Do Inventory Specialists have different responsibilities in different industries?

Yes, most Inventory Specialists hold similar responsibilities of taking stock and inventory of items. Those that work in larger department stores and retail settings often spend a majority of their time in the warehouse overseeing the employees stocking the products. They also make sure the right products move from the warehouse to the sales floor. 

Some Inventory Specialists may work in a corporate office setting, taking inventory of items that the organization’s employees need for regular use. They work with different departments to learn what items are needed and communicate with vendors to negotiate the best prices to purchase these supplies for the company. 

 

Who reports to Inventory Specialists?

The employees who report to Inventory Specialists are typically Warehouse Workers. Inventory Specialists monitor the Warehouse Workers’ performance and efficiency levels and provide valuable feedback to ensure they’re operating effectively. 
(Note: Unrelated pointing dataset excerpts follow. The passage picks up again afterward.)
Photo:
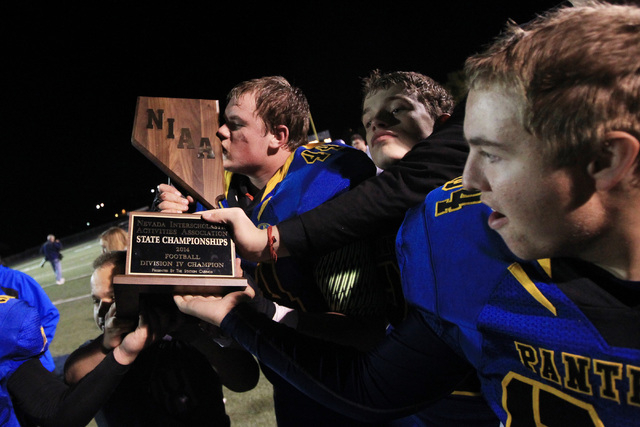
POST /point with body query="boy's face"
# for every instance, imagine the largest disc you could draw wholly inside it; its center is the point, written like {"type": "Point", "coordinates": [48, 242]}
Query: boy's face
{"type": "Point", "coordinates": [394, 122]}
{"type": "Point", "coordinates": [244, 137]}
{"type": "Point", "coordinates": [539, 210]}
{"type": "Point", "coordinates": [102, 293]}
Inventory Specialists are also in charge of building the Warehouse Workers’ schedules and delegate tasks according to the skills and interests of their employees. If the Warehouse Workers come across any challenging workplace situations, the Inventory Specialist works to resolve them and find a logical solution.

 

What makes a good Inventory Specialist?

A good Inventory Specialist is proficient at mathematics and is great at using numbers to measure inventory levels. They should understand how to compare various shipment costs to account for the company’s budget. Since they’re regularly building inventory strategies and processes, Inventory Specialists should have great organizational skills to effectively sort through inventory tasks and stay updated on inventory levels. 

Inventory Specialists are also regularly on their feet moving throughout the warehouse and providing assistance to Stockers and other Warehouse Workers as they move products from one area to the other. They should have physical stamina to accomplish this. 

 

Who does an Inventory Specialist report to?

The person the Inventory Specialist reports to typically depends on the size of the company they work in. Those who work in larger warehouses may serve on a team of other Inventory Specialists who all report to an Inventory Manager or Senior Inventory Specialist. 

Other Inventory Specialists who work for smaller companies may report directly to the Store Manager or owner of the store. They provide regular store updates and inventory requirements for the Inventory Specialist to use accordingly.